In women’s history, we are continually digging up their achievements, which when first presented to the world, were presented by men, by the men who stole the credit for their achievements, because we all know that since the beginning of time, women have been the weaker sex which means weaker in both mind and body.
The patriarchy is still alive and well and storm trooping throughout our history texts.
But this is changing. And we are very happy to present the story of Cecilia Payne, astrophysicist.
Cecilia was born in Buckinghamshire, England. At the age of four, her father, “a London barrister, historian and musician who had been an Oxford fellow,” [Ref] died, and she and her two siblings were raised by her mother alone.
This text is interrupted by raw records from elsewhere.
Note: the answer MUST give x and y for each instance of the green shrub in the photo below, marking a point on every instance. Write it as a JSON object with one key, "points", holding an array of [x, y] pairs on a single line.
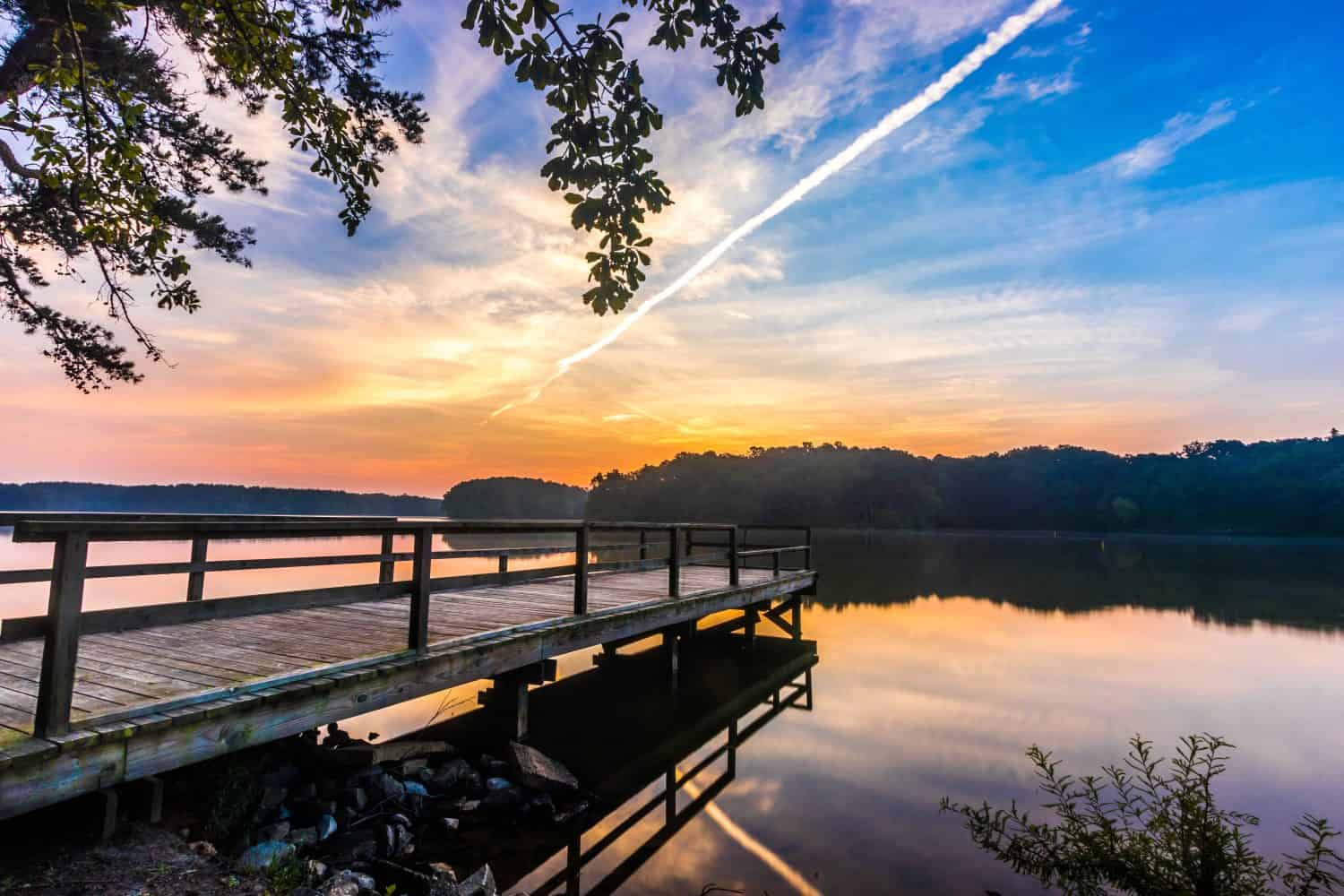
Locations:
{"points": [[1150, 826]]}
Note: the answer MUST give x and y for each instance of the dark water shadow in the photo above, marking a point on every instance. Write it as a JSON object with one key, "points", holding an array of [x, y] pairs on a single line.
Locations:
{"points": [[621, 728], [1228, 582]]}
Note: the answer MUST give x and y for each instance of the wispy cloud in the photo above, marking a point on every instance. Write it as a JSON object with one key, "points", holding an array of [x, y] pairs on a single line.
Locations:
{"points": [[1058, 85], [1156, 152]]}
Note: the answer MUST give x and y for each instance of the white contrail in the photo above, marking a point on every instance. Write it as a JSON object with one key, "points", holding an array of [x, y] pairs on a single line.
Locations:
{"points": [[898, 117]]}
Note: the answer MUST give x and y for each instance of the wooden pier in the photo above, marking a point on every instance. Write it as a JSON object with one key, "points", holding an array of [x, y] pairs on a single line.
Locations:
{"points": [[91, 699]]}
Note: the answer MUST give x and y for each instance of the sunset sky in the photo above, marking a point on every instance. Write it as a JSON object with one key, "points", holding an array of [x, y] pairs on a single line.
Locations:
{"points": [[1125, 231]]}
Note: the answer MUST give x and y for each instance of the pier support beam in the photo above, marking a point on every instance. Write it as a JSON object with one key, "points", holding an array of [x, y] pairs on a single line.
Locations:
{"points": [[671, 645], [507, 694], [145, 798]]}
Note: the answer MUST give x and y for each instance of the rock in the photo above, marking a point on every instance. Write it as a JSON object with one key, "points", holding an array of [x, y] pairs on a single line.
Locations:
{"points": [[360, 754], [303, 836], [325, 826], [349, 883], [265, 855], [271, 797], [478, 884], [403, 841], [402, 750], [387, 788], [273, 831], [542, 805], [444, 880], [499, 799], [355, 797], [539, 771], [570, 813], [282, 777], [454, 775], [360, 845]]}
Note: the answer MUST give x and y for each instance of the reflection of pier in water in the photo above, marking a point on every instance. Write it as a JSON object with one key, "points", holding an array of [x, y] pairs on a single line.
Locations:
{"points": [[623, 729]]}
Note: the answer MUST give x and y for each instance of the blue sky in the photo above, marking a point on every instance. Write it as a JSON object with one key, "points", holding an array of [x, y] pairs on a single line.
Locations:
{"points": [[1125, 231]]}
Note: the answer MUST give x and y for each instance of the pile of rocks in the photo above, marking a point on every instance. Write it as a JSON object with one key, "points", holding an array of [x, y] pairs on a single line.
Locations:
{"points": [[368, 815]]}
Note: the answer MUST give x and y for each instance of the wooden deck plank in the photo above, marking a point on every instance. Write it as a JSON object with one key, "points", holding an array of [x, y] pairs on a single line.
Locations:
{"points": [[121, 670]]}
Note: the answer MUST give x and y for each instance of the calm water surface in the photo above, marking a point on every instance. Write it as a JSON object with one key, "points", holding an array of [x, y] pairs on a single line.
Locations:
{"points": [[943, 657]]}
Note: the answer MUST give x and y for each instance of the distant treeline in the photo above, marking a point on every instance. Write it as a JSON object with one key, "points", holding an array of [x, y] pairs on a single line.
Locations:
{"points": [[513, 497], [206, 498], [1290, 487]]}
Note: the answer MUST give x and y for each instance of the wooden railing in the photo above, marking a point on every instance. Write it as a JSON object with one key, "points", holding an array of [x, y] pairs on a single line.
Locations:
{"points": [[72, 533]]}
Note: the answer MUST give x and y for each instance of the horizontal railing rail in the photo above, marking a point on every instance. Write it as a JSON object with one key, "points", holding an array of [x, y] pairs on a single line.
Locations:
{"points": [[113, 571], [658, 544]]}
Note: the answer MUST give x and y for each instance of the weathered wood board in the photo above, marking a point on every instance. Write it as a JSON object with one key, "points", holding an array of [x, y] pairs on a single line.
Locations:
{"points": [[156, 699]]}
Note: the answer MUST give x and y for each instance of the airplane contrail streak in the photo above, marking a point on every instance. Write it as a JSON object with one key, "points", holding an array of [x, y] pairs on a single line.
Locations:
{"points": [[744, 839], [898, 117]]}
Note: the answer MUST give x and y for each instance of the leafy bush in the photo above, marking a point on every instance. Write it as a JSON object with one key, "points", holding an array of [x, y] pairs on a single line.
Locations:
{"points": [[1152, 828]]}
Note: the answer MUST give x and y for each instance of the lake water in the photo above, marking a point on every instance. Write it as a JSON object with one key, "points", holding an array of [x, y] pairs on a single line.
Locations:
{"points": [[943, 659]]}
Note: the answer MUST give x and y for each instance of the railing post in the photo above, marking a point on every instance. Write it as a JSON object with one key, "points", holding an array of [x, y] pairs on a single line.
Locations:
{"points": [[734, 576], [421, 567], [196, 578], [386, 567], [61, 649], [581, 538], [674, 564]]}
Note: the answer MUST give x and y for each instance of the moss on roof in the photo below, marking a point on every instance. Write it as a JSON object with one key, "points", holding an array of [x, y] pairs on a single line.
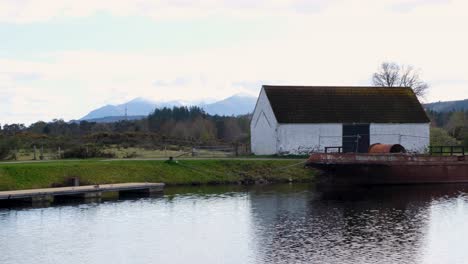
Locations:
{"points": [[322, 104]]}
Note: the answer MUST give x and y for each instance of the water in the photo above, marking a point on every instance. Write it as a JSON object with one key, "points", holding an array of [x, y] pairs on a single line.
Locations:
{"points": [[269, 224]]}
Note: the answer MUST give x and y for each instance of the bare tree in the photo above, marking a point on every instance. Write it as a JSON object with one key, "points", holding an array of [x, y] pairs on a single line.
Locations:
{"points": [[393, 75]]}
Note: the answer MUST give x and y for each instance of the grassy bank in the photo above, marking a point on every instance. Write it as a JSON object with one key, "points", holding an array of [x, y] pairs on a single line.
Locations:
{"points": [[59, 173]]}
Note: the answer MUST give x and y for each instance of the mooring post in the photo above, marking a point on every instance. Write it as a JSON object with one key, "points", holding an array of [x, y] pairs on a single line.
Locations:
{"points": [[41, 154], [42, 200]]}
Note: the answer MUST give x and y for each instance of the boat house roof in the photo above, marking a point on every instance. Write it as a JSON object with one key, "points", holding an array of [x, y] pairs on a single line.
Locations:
{"points": [[327, 104]]}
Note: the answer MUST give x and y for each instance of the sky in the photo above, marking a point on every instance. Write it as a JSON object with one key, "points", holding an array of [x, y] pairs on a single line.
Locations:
{"points": [[64, 58]]}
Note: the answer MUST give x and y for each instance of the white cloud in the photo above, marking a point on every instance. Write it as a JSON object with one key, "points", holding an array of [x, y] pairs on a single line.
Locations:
{"points": [[340, 45]]}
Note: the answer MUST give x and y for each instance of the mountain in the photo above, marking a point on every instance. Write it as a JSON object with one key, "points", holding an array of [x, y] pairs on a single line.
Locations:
{"points": [[136, 107], [448, 106], [239, 104]]}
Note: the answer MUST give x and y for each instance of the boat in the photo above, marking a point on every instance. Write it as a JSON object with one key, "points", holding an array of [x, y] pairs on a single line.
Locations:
{"points": [[389, 164]]}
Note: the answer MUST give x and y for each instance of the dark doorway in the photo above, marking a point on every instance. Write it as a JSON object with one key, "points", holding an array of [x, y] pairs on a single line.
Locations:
{"points": [[356, 138]]}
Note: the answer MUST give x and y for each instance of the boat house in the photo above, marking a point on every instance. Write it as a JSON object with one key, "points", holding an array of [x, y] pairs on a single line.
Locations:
{"points": [[303, 119]]}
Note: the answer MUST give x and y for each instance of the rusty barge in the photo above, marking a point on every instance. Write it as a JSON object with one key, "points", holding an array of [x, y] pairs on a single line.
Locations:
{"points": [[384, 165]]}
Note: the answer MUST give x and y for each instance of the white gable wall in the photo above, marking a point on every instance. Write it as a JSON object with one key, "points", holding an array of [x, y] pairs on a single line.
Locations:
{"points": [[263, 127], [301, 139]]}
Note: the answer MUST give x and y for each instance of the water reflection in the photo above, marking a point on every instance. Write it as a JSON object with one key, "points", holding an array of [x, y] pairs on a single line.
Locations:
{"points": [[359, 225], [235, 224]]}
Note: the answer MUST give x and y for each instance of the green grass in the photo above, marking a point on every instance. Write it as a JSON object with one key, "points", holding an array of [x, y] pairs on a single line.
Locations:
{"points": [[57, 173]]}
As did most families in those days, her mother focused on her brother’s education, and moved the family to London in order to do so. Cecilia’s teachers thought she’d be a musician one day, but she was aiming higher. She wanted to go to Cambridge. Her mother refused to spend good money on her education, so Cecilia won a scholarship.
There she initially studied botany, physics, and chemistry, but she dropped the botany after a year at Cambridge. What truly grabbed her and buffeted her around was a lecture she attended by Arthur Eddington about his 1919 expedition to the West Coast of Africa where he observed and photographed the stars near a solar eclipse to test Einstein’s theories.
“The result was a complete transformation of my world picture. […] My world had been so shaken that I experienced something very like a nervous breakdown.”
Cambridge didn’t grant degrees to women until 1948, so Payne quickly realized that her future was not to be in England and she started looking for grants that would help her finish her education in the US.
Harlow Shapley, the Director of the Harvard College Observatory took a liking to her and persuaded her to write a doctoral dissertation, thus becoming the first person (not just first woman) to earn a PhD from Radcliffe College of Harvard University.
It was her dissertation that concluded that hydrogen was the most abundant element in the Universe, which went against the prevailing theories of the patriarchy. Astronomer Otto Struve described her work as “the most brilliant PhD thesis ever written in astronomy.” [Ref]
It was one of her detractors, astronomer Henry Norris Russell who, in 1929 briefly mentioned Payne’s work when publishing his findings, and he was credited with the conclusion she had reached.
Today, we know the composition of the universe and all about variable stars because of Payne’s work. She was the first woman to earn a full professorship at Harvard, shattering the glass ceiling and inspiring generations of woman to study science and astronomy.